Drug association administered through parenteral solutions is a common hospital practice. Copolymers as carriers in parenteral solutions may allow originally unstable or insoluble drug combinations, or even improve their action. The aim of this work was to evaluate the stability of ceftazidime and aminophylline in parenteral solutions carried by Pluronic® F68, besides the application of the green fluorescent protein as a biossensor of drug stability.
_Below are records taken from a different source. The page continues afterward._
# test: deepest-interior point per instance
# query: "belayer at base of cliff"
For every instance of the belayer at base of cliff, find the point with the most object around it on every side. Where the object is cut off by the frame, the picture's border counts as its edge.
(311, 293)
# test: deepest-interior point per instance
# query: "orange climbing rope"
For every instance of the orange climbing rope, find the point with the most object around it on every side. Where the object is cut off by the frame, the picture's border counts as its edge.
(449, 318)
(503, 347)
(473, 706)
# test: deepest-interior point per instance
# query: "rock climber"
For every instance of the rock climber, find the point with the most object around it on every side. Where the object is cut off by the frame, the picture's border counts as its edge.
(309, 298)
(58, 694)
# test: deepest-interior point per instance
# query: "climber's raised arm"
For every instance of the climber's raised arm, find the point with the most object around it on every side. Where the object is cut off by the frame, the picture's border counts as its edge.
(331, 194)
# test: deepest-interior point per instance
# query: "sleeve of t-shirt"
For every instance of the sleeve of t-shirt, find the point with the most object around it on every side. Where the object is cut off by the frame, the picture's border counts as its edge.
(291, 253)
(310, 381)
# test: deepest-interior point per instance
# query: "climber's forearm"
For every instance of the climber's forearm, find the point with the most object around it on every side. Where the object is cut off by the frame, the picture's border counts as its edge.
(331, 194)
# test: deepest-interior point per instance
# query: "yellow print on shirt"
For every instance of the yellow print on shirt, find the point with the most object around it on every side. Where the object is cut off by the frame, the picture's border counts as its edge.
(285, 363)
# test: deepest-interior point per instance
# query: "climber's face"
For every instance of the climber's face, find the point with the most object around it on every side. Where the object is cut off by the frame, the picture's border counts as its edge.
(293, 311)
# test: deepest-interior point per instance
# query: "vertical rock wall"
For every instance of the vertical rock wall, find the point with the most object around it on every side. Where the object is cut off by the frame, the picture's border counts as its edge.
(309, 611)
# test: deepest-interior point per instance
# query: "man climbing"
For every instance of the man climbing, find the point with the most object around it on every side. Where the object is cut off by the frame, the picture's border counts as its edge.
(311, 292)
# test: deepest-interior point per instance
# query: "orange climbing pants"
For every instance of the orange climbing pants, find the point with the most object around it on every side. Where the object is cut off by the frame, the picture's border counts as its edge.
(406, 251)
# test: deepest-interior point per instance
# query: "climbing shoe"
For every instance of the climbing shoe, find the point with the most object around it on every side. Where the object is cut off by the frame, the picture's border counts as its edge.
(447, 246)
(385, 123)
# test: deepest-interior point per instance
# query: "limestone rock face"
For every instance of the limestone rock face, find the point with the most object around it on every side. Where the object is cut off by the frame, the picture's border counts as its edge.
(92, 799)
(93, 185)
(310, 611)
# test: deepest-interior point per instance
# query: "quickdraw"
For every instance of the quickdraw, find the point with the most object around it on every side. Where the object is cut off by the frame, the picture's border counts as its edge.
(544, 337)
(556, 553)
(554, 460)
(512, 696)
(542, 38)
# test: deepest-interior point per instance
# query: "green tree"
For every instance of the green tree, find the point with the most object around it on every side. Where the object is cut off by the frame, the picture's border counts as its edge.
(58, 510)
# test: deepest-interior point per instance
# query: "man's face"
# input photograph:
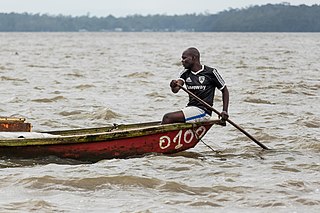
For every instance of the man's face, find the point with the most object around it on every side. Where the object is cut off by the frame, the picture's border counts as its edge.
(187, 60)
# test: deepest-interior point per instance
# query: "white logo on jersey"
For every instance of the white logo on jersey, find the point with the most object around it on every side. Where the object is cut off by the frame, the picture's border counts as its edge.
(201, 79)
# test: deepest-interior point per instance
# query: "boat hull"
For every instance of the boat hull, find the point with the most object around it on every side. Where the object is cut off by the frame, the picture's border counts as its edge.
(121, 143)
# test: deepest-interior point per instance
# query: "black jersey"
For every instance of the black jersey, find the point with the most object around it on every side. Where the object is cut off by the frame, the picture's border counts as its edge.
(202, 83)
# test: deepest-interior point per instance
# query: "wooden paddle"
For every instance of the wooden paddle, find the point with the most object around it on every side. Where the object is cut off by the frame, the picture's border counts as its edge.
(218, 113)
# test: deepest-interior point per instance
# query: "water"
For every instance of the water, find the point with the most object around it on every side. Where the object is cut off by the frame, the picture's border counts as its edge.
(72, 80)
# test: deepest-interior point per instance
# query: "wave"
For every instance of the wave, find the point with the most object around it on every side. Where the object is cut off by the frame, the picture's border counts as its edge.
(48, 100)
(139, 75)
(106, 114)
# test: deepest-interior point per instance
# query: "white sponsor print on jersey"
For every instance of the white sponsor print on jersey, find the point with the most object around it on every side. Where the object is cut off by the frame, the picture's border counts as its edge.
(201, 79)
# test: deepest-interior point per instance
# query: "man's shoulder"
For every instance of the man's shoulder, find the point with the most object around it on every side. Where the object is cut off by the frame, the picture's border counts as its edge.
(208, 69)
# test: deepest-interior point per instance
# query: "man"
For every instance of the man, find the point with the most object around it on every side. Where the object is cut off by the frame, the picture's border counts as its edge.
(201, 80)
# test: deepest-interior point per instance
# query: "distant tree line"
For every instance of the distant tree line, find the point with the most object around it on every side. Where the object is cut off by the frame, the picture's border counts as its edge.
(267, 18)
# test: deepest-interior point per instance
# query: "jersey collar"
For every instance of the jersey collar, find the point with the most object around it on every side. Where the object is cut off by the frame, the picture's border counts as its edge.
(195, 73)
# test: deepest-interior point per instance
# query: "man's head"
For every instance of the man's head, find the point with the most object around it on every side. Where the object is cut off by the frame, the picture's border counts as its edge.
(191, 58)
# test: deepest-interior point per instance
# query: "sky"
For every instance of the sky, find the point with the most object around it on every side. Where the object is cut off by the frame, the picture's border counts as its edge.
(122, 8)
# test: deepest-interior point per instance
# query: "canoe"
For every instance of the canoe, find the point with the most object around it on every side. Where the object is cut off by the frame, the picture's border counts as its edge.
(114, 141)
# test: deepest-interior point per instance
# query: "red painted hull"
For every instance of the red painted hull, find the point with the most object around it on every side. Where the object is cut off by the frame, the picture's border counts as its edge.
(164, 139)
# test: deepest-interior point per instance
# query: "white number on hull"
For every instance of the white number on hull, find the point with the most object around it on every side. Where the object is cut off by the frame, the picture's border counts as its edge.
(181, 138)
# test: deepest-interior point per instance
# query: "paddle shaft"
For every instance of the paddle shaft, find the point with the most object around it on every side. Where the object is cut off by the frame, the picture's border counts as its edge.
(218, 113)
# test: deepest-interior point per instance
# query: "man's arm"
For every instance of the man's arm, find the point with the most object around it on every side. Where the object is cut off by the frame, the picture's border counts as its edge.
(225, 101)
(174, 87)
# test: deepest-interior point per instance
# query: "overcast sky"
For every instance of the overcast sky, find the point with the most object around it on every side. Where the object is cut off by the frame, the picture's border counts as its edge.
(130, 7)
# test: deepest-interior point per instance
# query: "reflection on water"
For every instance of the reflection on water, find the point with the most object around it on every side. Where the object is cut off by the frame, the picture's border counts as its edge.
(73, 80)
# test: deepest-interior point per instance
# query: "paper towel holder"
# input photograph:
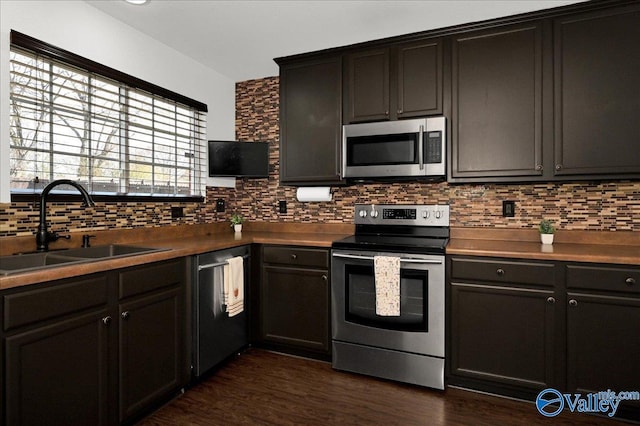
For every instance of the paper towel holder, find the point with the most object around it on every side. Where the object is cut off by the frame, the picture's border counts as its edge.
(314, 194)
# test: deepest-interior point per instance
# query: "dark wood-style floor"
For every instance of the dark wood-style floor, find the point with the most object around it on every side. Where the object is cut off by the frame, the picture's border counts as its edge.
(266, 388)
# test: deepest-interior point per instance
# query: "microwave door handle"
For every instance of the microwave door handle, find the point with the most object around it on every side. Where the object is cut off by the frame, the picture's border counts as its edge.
(421, 148)
(403, 260)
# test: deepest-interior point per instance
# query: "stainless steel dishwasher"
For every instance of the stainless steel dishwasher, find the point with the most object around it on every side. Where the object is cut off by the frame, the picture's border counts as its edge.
(216, 336)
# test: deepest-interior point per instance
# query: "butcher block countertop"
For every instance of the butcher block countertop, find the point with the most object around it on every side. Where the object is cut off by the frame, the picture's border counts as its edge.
(187, 240)
(571, 246)
(181, 241)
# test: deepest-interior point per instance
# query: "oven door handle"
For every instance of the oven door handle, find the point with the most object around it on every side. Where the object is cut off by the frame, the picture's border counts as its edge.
(402, 259)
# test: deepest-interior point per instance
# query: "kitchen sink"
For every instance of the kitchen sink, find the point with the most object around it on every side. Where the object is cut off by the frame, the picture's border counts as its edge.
(110, 251)
(44, 260)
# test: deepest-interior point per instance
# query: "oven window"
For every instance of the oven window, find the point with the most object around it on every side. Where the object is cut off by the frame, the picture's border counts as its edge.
(382, 150)
(360, 295)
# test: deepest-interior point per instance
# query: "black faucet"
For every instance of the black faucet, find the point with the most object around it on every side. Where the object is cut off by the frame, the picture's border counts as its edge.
(43, 236)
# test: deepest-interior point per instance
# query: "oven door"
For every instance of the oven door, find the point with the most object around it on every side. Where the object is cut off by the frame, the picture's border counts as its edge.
(420, 326)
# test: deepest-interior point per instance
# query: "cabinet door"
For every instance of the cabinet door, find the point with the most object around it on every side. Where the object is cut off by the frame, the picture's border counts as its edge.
(367, 89)
(503, 335)
(419, 79)
(497, 103)
(310, 121)
(597, 58)
(602, 343)
(59, 374)
(295, 308)
(151, 349)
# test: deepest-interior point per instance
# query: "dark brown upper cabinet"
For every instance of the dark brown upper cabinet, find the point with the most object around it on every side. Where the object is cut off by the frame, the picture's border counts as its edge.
(310, 121)
(497, 104)
(596, 59)
(396, 82)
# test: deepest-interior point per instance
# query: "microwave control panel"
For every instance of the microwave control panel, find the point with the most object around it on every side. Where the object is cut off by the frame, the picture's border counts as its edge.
(433, 147)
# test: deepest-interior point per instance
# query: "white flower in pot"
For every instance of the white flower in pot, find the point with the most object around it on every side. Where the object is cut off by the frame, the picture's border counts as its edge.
(236, 222)
(546, 231)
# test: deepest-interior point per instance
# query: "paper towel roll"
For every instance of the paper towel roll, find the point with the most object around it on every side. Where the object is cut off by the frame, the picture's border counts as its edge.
(314, 193)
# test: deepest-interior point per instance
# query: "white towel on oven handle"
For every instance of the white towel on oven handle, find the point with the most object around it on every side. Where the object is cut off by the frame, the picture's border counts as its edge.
(387, 282)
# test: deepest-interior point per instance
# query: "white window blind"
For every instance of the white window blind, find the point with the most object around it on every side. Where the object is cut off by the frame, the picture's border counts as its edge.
(114, 139)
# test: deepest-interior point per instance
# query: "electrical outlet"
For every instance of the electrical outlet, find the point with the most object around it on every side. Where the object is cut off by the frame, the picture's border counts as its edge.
(508, 208)
(177, 212)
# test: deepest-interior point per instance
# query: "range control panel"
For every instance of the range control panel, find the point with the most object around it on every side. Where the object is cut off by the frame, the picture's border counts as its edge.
(392, 214)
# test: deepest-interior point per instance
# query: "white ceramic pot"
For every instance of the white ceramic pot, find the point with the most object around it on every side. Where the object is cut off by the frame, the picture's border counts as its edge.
(546, 238)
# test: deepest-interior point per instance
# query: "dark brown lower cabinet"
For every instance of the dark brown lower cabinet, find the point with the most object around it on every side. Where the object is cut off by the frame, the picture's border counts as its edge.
(94, 350)
(294, 300)
(58, 374)
(575, 331)
(503, 334)
(151, 348)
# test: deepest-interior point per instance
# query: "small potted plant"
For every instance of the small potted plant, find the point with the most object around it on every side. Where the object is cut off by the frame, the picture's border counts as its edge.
(546, 231)
(236, 222)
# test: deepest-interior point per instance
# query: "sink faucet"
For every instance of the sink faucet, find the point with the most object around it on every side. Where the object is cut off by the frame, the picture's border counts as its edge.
(43, 236)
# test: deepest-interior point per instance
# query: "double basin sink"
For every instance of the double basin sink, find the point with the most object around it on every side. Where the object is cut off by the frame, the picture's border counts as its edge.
(43, 260)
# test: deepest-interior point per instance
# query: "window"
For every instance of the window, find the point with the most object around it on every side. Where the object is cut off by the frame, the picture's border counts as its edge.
(111, 136)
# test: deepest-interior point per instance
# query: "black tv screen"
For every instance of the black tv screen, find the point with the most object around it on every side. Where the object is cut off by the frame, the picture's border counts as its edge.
(239, 159)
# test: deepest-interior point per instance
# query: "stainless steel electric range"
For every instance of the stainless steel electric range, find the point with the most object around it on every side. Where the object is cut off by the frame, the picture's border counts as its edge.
(408, 347)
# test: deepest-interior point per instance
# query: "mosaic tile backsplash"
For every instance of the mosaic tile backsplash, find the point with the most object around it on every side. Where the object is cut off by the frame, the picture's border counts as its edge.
(577, 206)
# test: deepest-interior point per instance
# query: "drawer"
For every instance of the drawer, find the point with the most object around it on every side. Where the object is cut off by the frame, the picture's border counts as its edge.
(503, 271)
(143, 279)
(603, 278)
(296, 256)
(59, 299)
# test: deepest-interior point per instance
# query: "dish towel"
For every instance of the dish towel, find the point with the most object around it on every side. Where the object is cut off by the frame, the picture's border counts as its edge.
(234, 285)
(387, 276)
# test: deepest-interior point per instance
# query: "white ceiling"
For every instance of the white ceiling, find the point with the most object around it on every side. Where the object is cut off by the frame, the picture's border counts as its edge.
(239, 39)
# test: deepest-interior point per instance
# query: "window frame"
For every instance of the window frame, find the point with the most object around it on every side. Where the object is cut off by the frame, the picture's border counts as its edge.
(56, 54)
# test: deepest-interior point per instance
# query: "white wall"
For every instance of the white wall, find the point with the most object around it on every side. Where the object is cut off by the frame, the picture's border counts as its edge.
(84, 30)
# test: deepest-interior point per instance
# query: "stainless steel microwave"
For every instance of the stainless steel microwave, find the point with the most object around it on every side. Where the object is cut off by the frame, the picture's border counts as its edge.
(394, 149)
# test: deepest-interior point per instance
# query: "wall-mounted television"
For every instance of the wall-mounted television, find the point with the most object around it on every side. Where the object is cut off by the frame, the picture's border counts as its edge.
(239, 159)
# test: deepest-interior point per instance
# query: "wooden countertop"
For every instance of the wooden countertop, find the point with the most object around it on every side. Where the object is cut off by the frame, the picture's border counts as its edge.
(571, 246)
(574, 246)
(180, 245)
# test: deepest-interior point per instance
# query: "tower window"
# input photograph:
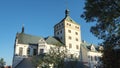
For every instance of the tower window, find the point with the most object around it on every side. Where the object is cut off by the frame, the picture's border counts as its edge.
(61, 31)
(20, 51)
(69, 24)
(70, 37)
(76, 33)
(77, 27)
(69, 31)
(57, 33)
(76, 39)
(28, 51)
(77, 47)
(61, 38)
(41, 51)
(70, 45)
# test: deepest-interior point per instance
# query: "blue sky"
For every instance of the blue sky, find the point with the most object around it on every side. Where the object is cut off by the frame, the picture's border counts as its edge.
(38, 17)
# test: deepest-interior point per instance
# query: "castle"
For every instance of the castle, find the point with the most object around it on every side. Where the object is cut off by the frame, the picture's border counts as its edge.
(66, 33)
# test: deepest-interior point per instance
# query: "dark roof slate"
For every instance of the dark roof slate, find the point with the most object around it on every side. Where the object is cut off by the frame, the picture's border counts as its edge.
(54, 41)
(28, 39)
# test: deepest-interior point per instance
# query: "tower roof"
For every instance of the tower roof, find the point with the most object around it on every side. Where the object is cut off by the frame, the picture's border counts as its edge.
(68, 18)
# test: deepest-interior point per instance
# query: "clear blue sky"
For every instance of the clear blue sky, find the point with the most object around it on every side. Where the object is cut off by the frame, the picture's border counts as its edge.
(38, 17)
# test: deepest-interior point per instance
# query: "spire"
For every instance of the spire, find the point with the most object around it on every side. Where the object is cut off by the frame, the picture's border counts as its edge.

To evaluate the stability of ceftazidime (320 µg/mL) and aminophylline (160 µg/mL) carried by Pluronic® F68 (10%) in parenteral solutions, HPLC measurements were made immediately after the drug mixture preparation and after 24 hours, detected at λ=255nm (ceftazidime) and λ=275nm (aminophylline). In addition, minimal inhibitory concentration test (MIC) was used to determine the biological activity of ceftazidime (240 µg/mL) in 5% glucose parenteral solution, with or without Pluronic® F68 (10%). The strains tested by MIC were E. coli ATCC 25922 and P.aeruginosa ATCC 9721 (106UFC/mL). The HPLC experiments showed incompatibility of ceftazidime and aminophylline associated in 5% glucose parenteral solution, with 25% loss for ceftazidime without Pluronic® F68. MIC analysis for ceftazidime, with or without aminophylline, showed that lower antibiotic concentration values were required to inhibit E. coli and P.aeruginosa growth, when the copolymer Pluronic® F68 was present in the samples. It was also showed that physical chemical drugs alterations, pH values and protein-parenteral solution interactions can change GFP fluorescence intensity (detected by espectrofluorimeter λex=394nm, λem=509nm). These data endorse the potential of this protein as a biosensor of drug stability in parenteral solutions.